Only now it didn’t. She hadn’t noticed any change in the path she took to get to her room, but now it faced the other direction.

To Allison’s surprise, Ruchia opened her pack and pulled out books. The thought that one of her friends was actually going to study capped the most perfectly strange day ever. Allison pulled out her own books. She had the math under control, but Japanese literature was killing her. She suspected that if she could understand their literatuure, then a whole lot of other things might make more sense as well. Although she didn’t think houses that changed their own floorplans would be included.

Ruchia had a book in front of her, but her eyes were on house opposite the window. “Which window is Seiji’s?” she asked.

“I don’t know,” Allison answered.

“Have you ever caught him…” Ruchia blushed. “You know… looking?

“NO!” Allison said.

“Really? Huh.”

“What’s that supposed to mean?”

“Well, it just seems natural, with him right there, and you’re so pretty and a transfer student on top of that—”
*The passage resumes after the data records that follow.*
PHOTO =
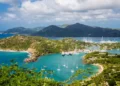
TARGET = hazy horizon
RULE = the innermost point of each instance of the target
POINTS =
(36, 13)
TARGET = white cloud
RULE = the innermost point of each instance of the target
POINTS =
(62, 11)
(11, 2)
(82, 5)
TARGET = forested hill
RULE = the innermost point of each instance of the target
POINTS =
(74, 30)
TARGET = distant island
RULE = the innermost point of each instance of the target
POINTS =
(74, 30)
(37, 46)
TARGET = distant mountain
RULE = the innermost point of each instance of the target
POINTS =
(74, 30)
(22, 30)
(77, 30)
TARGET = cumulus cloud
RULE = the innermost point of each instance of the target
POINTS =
(10, 2)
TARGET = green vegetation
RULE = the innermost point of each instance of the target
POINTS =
(18, 76)
(110, 46)
(111, 63)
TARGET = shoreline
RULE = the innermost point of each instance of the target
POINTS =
(7, 50)
(100, 70)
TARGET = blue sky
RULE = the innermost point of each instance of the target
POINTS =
(35, 13)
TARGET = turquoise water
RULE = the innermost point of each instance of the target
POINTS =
(5, 35)
(63, 67)
(91, 39)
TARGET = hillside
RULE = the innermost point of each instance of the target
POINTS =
(74, 30)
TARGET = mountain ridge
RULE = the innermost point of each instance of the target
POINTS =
(73, 30)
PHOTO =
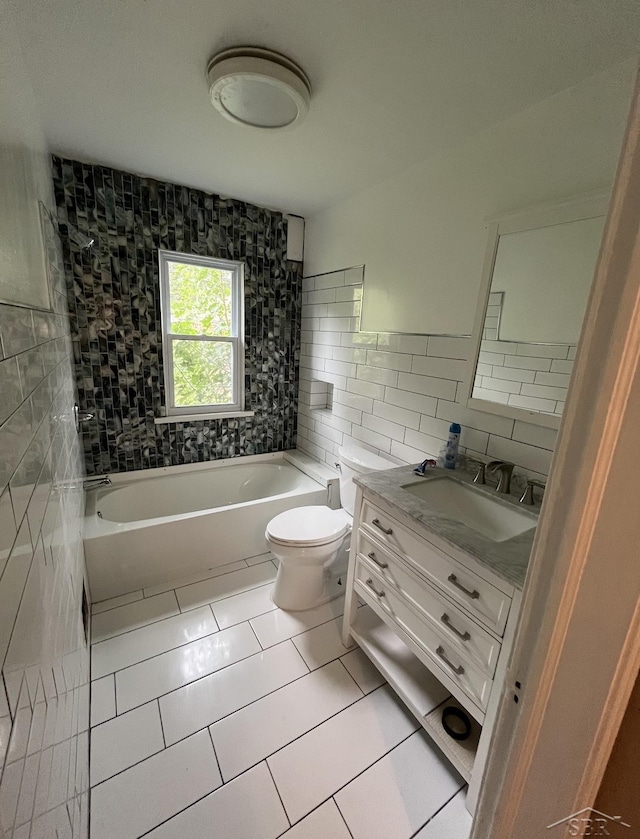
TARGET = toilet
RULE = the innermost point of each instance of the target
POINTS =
(312, 543)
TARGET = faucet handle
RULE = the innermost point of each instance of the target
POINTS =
(527, 496)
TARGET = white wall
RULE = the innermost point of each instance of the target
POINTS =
(394, 394)
(421, 235)
(44, 659)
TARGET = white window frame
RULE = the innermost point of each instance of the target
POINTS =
(165, 258)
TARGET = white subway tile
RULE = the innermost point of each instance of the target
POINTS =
(325, 295)
(535, 435)
(445, 347)
(526, 362)
(353, 400)
(389, 360)
(365, 388)
(544, 391)
(411, 401)
(442, 368)
(553, 379)
(378, 374)
(427, 385)
(383, 426)
(528, 457)
(562, 367)
(359, 339)
(340, 368)
(350, 354)
(346, 309)
(379, 441)
(332, 280)
(543, 350)
(407, 453)
(393, 413)
(412, 344)
(426, 443)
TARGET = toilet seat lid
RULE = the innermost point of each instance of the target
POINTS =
(308, 526)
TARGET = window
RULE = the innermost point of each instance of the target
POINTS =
(202, 331)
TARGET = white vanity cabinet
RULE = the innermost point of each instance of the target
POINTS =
(435, 622)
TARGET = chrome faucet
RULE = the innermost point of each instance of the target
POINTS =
(92, 483)
(528, 496)
(506, 470)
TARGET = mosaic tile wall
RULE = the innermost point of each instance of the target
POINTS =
(114, 307)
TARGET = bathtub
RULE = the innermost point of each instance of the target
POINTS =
(155, 526)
“All right, that’s it! What is it about transfer—”

“Shh! He’s home! Look!”

The light came on in the window directly facing hers, and there was Seiji, with two younger girls climbing on him. He looked across between the houses and met Allison’s gaze. He froze, his jaw hanging open, a vein pulsing on his forehead.
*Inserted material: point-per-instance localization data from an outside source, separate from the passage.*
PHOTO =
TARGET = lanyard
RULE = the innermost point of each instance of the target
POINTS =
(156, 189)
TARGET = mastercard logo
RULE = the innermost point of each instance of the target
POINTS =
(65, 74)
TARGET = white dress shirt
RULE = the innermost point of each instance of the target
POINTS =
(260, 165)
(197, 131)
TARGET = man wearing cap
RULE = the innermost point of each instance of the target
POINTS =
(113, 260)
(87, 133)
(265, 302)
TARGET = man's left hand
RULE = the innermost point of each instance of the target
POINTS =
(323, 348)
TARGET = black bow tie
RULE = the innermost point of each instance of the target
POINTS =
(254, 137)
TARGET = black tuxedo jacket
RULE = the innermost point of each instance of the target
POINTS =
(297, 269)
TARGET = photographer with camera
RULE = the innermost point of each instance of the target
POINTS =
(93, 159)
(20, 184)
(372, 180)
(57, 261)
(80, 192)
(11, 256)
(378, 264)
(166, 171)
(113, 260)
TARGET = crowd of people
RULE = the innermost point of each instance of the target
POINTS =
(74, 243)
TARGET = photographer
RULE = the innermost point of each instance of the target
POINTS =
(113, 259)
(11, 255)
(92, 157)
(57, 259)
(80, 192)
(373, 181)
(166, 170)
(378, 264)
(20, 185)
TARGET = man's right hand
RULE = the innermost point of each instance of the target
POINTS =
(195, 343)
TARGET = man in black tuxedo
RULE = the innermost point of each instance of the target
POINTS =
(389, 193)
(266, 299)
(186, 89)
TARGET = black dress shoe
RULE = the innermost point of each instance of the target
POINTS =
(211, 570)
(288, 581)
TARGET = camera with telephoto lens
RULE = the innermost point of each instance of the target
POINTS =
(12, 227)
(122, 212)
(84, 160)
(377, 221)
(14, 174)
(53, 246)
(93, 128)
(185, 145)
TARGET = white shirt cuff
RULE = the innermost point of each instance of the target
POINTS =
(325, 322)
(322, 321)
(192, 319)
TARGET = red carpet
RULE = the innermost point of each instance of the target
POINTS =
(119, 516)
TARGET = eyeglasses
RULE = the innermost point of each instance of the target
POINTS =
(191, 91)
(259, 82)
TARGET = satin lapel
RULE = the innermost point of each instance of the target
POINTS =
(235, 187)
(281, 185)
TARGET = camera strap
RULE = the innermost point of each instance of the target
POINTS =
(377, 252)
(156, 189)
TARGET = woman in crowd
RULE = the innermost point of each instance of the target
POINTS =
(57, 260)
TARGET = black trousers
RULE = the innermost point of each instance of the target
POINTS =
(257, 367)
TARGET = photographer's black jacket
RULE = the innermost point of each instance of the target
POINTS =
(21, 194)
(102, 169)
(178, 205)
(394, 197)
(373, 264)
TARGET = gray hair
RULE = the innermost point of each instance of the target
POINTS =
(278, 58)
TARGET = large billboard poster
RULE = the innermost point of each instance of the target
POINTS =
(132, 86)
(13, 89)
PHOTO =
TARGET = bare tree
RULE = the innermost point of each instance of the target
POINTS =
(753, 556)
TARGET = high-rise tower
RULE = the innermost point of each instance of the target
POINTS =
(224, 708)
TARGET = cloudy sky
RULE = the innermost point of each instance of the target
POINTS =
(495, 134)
The girls didn’t seem to notice. She could faintly hear them squealing and shouting insults at him. He just stood, watching her, and from where Allison stood it seemed like a weight settled upon his shoulders. Or perhaps more accurately the weight that was already there got heavier. In that moment he dropped his guard and Allison glimpsed the deep sorrow that lay beneath his gruff exterior, and her heart went out to him. He shook his head and gave Allison a ghost of a smile, then turned around and switched off his light. He was silhouetted against his doorway for a moment, then he was gone.

“Poor Tomoko,” Ruchia said.

Seiji made his way back downstairs, carrying both his sisters.

“Who was that girl in the window, big brother?”

“Yeah, who was that?”

“No one,” Seiji grumbled, though he knew there would be no dodging the issue.

“Is she in your class?”

“You’ve met Ruchia before,” he said.

“No, stupid, the other one!”

“Her skirt was awfully short.”

“She looked like an American.”

“She’s in your class, isn’t she?”

“She’s pretty.”

“You like her, don’t you?”

The two girls hesitated, then said in unison, “She’s a transfer student!”

Seiji sighed. “Yeah, she’s a transfer student. But it’s all right. She already has a boyfriend.” He knew it wasn’t true, but as long as the rest of his friends believed it, he could maintain the pretense. Maybe in the meantime another boyfriend would appear. He’d even be happy to see Kenzo return if it got him off the hook, and that was saying something.

His sisters seemed disappointed. “Are you sure?” little Yuko asked. “Sometimes with transfer students…”

“Believe me, we’re much safer that way,” Seiji said, but his sisters were subdued for the rest of the evening. He slept on the sofa downstairs that night, and resolved to sleep there for the rest of his life. He was never, ever, going to look out his bedroom window again.

Ruchia lay sprawled somewhat indelicately, drooling into her textbook. Allison quietly closed her own book and opened her laptop, careful to avoid connecting to any network. White Shadow was behind all this somehow, and it was time to do something about it. Fight fire with fire, and virus with virus. Allison knew a little bit about computers.

In a place neither light nor dark, a place without dimension, without sound but also without silence, White Shadow laughed without humor. Allison Crenshaw was acting as predicted. It would be a matter of days for her to complete her hack, and the spark of her genius would provide the final component to make White Shadow whole.